Etienne Dumont

CRITIQUE D'ART

Né en 1948, Etienne Dumont a fait à Genève des études qui lui ont été peu utiles. Latin, grec, droit. Juriste raté, il a bifurqué vers le journalisme. Le plus souvent aux rubriques culturelles, il a travaillé de mars 1974 à mai 2013 à la "Tribune de Genève", en commençant par parler de cinéma. Sont ensuite venus les beaux-arts et les livres. A part ça, comme vous pouvez le voir, rien à signaler.

Le Louvre refuse d'acheter un morceau de tombeau royal français égaré à Drouot

Un amateur avait repéré à la dernière minute la chose, estimée entre 100 et 150 euros. Il a fini par la payer 47 500 euros pour le Louvre, qui possède l'autre fragment du tombeau de Louis X le Hutin, mort en 1316. Et bien c'est non!

Le fragment en question. Le Louvre possède la partie gauche.

Crédits: Paris Enchères

C'est une histoire édifiante que nous racontait le 3 janvier Didier Rykner dans son journal en ligne «La Tribune de l'art». Tout a commencé le 12 octobre. Ce jour-là l'étude Collin du Bocage (son nom possède le don de me mettre en joie) proposait «un élément d'architecture à décor gothique d'une voûte». L'estimation restait comprise entre 100 et 150 euros. Et encore s'agissait-il là d'un lot! Il y avait pour le même prix «deux têtes en résine».

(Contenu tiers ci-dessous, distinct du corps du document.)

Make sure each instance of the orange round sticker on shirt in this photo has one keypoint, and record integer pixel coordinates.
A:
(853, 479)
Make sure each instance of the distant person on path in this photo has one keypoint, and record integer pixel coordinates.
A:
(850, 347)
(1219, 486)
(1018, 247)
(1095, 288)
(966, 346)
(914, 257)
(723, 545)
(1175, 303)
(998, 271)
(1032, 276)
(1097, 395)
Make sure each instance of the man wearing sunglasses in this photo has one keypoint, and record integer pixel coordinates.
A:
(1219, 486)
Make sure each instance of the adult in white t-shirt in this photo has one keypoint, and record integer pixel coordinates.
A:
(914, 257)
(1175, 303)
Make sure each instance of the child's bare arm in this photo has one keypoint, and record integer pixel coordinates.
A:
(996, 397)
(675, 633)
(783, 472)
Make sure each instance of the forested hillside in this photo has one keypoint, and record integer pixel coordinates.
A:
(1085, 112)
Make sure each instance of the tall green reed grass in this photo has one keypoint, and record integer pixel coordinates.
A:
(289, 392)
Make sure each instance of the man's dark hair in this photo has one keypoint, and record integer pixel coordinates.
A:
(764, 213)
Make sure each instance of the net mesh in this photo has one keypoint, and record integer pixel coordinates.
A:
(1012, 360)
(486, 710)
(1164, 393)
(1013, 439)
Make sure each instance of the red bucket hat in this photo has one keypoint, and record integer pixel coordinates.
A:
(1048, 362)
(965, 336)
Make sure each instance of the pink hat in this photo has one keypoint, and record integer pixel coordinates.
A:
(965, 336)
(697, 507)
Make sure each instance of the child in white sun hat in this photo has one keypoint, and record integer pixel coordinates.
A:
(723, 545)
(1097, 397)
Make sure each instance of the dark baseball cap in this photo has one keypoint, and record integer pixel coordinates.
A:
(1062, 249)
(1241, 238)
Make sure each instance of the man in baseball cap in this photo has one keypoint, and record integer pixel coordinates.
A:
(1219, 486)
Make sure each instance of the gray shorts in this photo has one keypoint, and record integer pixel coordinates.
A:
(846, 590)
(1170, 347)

Un amateur bien connu de l'auteur a passé par là. Il a eu le déclic. Ce morceau de marbre lui disait quelque chose. Certaines gens sont comme des médiums. Notre homme, dont le nom ne se voit pas donné, a juste eu le temps de vérifier son intuition, corroborée par le fait que l'objet portait encore l’étiquette du grand marchand parisien Nicolas Landau (1887-1979). Oui, il s'agissait bien d'un fragment du tombeau de deux rois, détruit à Saint-Denis en 1793. Le Louvre détenait un autre morceau de ce qui abrita jadis les restes de Louis X, Le Hutin, mort en 1316 à 27 ans et de son fils posthume Jean. Roi à sa naissance, ce dernier ne vécut que quatre jours.

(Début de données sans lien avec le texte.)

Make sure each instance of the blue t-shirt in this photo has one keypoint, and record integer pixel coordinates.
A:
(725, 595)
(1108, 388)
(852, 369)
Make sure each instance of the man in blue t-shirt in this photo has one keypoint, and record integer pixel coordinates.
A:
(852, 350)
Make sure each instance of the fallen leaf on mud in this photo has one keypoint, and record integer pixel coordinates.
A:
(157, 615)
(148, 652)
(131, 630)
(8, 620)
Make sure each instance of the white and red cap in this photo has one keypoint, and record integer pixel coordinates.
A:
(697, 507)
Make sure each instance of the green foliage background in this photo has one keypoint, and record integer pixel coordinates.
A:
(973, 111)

Risques financiers assumés

L'amateur se rend dans la salle. Les enchères partent. Il monte, monte, monte. L'objet a fini par lui coûter 38 000 euros au marteau, soit 47 500 avec les frais. Une somme l'obligeant à vider ses comptes et à endommager son assurance-vie. Mais notre patriote voulait que l'objet entre au Louvre. L'acquéreur lui propose donc ensuite la chose. Au prix coûtant. Son marbre et celui du musée rentraient l'un dans l'autre comme le papa dans la maman. Le responsable des sculptures était bien sûr tenté, mais il lui fallait l'aval du directeur de l'institution Jean-Luc Martinez.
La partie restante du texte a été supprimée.